Banyak spot yang dapat dimanfaatkan untuk berfoto ria,
selain kedua tulisan tersebut diatas, terdapat pula tugu empat sisi dengan satu
sisi tertulis “Team Survey Indonesia”, satu sisi tertulis “Aus Survey Team” dan
dua sisi lainnya tertulis titik koordinat berdirinya tugu tersebut sebagai
perbatasan RI-PNG.
Tugu Tim Survey Indonesia-Aus
Selain itu, terdapat titik nol kilometer berupa coran
berbentuk bulat.
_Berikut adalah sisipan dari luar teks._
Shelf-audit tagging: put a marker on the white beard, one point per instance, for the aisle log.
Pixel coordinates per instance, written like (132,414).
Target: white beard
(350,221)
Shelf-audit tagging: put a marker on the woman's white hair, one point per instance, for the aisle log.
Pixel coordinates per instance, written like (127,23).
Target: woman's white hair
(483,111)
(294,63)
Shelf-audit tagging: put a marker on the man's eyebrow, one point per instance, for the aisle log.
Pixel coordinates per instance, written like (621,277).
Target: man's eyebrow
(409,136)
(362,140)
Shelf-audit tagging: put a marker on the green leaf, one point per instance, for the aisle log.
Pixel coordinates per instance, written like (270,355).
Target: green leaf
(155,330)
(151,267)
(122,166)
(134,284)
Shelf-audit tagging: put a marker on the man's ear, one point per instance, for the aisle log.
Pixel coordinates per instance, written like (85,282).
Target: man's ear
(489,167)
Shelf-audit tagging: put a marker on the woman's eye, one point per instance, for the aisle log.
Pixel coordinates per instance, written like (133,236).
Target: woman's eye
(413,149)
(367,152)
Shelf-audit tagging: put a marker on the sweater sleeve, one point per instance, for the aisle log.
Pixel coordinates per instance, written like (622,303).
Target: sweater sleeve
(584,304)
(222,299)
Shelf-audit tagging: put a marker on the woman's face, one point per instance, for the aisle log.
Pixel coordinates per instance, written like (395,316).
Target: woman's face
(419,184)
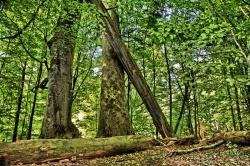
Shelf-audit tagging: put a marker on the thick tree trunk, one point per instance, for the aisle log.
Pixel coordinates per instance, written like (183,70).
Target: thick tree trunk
(133,72)
(114,116)
(19,103)
(38,151)
(57,122)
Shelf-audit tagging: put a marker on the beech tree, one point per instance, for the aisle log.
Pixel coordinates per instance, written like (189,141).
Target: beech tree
(57,122)
(114,116)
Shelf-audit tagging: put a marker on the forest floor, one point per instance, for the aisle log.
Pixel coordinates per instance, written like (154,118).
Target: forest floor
(225,155)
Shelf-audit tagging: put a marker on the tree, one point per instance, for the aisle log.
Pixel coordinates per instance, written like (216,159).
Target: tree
(57,122)
(114,116)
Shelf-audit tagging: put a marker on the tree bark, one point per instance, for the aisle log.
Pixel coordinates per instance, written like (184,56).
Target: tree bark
(39,151)
(133,72)
(114,116)
(57,122)
(34,100)
(19,103)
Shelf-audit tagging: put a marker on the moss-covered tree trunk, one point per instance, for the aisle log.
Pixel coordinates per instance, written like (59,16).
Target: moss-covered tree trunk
(133,71)
(114,117)
(57,122)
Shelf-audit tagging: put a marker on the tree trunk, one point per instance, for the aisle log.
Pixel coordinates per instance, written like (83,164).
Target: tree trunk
(19,103)
(34,100)
(238,107)
(185,100)
(46,150)
(231,107)
(57,122)
(114,116)
(133,72)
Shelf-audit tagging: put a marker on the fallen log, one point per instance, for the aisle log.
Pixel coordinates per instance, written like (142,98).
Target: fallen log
(39,151)
(236,137)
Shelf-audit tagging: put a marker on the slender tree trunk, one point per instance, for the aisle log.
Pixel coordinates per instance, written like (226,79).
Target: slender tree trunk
(133,72)
(189,119)
(196,106)
(154,86)
(19,103)
(114,115)
(26,108)
(238,107)
(57,122)
(34,101)
(184,101)
(231,107)
(169,87)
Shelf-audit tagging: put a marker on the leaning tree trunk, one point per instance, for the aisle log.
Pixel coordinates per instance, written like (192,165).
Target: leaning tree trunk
(114,116)
(133,71)
(57,122)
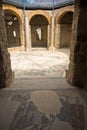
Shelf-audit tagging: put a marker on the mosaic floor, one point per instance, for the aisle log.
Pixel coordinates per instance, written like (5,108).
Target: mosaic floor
(40,98)
(43,110)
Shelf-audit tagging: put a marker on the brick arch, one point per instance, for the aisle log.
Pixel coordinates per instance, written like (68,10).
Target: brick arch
(40,12)
(14,10)
(62,12)
(19,14)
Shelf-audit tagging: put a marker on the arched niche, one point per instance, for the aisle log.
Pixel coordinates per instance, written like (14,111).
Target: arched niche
(39,31)
(12,28)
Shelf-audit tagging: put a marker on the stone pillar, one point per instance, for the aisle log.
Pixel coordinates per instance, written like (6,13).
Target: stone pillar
(48,34)
(77,74)
(30,35)
(28,46)
(57,36)
(51,48)
(5,62)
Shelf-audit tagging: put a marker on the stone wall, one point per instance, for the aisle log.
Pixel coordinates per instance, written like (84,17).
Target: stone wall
(5,63)
(65,35)
(48,32)
(78,59)
(13,39)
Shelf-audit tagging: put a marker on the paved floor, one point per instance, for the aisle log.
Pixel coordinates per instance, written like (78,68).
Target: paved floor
(37,67)
(42,101)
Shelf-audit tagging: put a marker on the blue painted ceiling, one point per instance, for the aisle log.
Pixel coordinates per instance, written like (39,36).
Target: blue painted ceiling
(45,4)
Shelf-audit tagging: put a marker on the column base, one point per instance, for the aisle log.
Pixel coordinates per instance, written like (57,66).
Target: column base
(28,49)
(51,48)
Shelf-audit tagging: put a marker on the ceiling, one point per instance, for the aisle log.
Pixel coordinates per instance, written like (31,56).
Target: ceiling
(39,4)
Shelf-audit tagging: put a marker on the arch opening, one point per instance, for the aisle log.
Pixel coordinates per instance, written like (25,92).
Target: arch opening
(12,28)
(39,29)
(65,29)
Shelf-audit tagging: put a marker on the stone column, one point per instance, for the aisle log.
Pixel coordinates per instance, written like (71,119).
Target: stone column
(77,74)
(6,75)
(28,46)
(57,36)
(51,48)
(48,38)
(30,35)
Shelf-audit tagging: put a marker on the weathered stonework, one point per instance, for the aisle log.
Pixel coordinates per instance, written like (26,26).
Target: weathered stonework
(77,74)
(52,31)
(5,63)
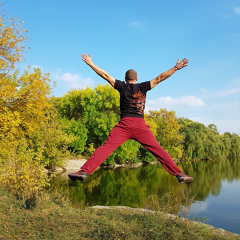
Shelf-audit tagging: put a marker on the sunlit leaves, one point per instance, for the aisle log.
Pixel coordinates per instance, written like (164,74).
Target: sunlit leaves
(12,40)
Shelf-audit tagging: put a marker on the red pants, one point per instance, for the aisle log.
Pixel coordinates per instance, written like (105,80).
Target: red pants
(130,128)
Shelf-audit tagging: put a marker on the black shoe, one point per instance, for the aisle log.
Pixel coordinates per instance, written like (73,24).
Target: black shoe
(80,175)
(182,178)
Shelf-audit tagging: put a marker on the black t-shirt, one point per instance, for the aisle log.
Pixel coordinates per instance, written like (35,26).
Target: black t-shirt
(132,98)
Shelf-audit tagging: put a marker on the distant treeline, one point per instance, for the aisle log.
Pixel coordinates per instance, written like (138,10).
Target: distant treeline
(88,115)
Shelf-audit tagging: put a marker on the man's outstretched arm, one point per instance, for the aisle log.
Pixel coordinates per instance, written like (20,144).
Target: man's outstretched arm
(179,65)
(88,60)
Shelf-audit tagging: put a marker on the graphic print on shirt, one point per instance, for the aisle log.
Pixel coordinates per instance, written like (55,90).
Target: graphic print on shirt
(138,101)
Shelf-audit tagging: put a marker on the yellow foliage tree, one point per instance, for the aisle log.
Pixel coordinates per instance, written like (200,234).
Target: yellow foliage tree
(12,39)
(24,109)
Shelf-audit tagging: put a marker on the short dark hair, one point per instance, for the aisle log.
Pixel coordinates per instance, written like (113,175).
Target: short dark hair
(131,74)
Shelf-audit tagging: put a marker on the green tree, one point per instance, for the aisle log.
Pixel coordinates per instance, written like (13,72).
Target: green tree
(168,134)
(194,134)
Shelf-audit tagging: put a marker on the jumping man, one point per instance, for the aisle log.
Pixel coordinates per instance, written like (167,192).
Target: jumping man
(132,124)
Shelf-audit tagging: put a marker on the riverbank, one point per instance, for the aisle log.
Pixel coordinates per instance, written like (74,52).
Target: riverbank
(55,218)
(76,164)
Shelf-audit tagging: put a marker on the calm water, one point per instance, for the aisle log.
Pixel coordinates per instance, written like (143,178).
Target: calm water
(216,190)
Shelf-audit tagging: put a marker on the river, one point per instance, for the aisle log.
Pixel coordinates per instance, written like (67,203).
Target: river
(212,198)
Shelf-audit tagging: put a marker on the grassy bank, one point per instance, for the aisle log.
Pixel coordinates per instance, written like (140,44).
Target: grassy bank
(57,219)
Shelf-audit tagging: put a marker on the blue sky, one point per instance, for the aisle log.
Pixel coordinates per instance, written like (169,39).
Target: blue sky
(148,36)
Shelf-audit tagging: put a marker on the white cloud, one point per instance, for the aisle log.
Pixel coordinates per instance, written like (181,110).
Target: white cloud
(73,80)
(37,66)
(137,24)
(184,101)
(220,93)
(237,10)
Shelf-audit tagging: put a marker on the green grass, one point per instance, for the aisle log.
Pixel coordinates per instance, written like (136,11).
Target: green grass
(51,219)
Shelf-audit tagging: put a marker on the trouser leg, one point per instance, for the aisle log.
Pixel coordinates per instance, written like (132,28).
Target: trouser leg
(143,135)
(117,136)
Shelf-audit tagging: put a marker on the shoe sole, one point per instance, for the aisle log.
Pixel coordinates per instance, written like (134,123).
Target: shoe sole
(76,177)
(186,180)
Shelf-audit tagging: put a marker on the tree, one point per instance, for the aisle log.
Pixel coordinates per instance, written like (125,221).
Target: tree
(168,134)
(195,135)
(12,39)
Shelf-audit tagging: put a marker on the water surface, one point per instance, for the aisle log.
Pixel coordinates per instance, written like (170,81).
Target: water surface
(215,190)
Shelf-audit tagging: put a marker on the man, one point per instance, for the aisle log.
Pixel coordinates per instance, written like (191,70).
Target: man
(132,124)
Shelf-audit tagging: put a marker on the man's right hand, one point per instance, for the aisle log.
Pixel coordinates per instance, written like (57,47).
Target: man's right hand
(87,59)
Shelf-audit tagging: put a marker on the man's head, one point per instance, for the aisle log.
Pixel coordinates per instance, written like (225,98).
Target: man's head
(131,76)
Semakin ke arah PNG berdiri dengan kerasnya sarang semut yang
sangat tinggi sekitar 3 meter, ini pun menjadi spot yang wajib untuk mengambil
gambar.
Kilometer 0 Indonesia
Disini juga terdapat sebuah rumah semut yang sangat tinggi. Berdiri kokoh di antara perbatasan Indonesia-PNG. Menjadi salah satu spot untuk berfoto. Menjadi bukti bahwa kami sudah berkunjung ke daerah perbatasan ini. Rumah semut menjulang tinggi bahkan bisa mencapai beberapa puluhan meter. Tahukah anda bahwa rumah semut ini menjadi ikon Merauke
Ini dia jalan ke arah PNG
Di sekitar sudah ada beberapa fasilitas wisata yang dibangun, seperti kursi beton, lopo-lopo dan toilet. Pun tak ketinggalan masyarakat yang memanfaatkan daerah ini sebagai destinasi wisata untuk menjual berbagai souvenir yang menjadi ciri khas Merauke, seperti sarang semut yang dipercaya dapat menyembuhkan berbagai macam penyakit, tas noken khas papua, baju dan topi yang bertuliskan “RI-PNG”, minatur Tifa alat musik tradisional asal papua, beberapa buah-buahan seperti semangka dengan ukuran jumbo dan masih banyak lagi.
Rumah Semut
Ini dia jalan ke arah PNG
Arah PNG
Di sekitar sudah ada beberapa fasilitas wisata yang dibangun, seperti kursi beton, lopo-lopo dan toilet. Pun tak ketinggalan masyarakat yang memanfaatkan daerah ini sebagai destinasi wisata untuk menjual berbagai souvenir yang menjadi ciri khas Merauke, seperti sarang semut yang dipercaya dapat menyembuhkan berbagai macam penyakit, tas noken khas papua, baju dan topi yang bertuliskan “RI-PNG”, minatur Tifa alat musik tradisional asal papua, beberapa buah-buahan seperti semangka dengan ukuran jumbo dan masih banyak lagi.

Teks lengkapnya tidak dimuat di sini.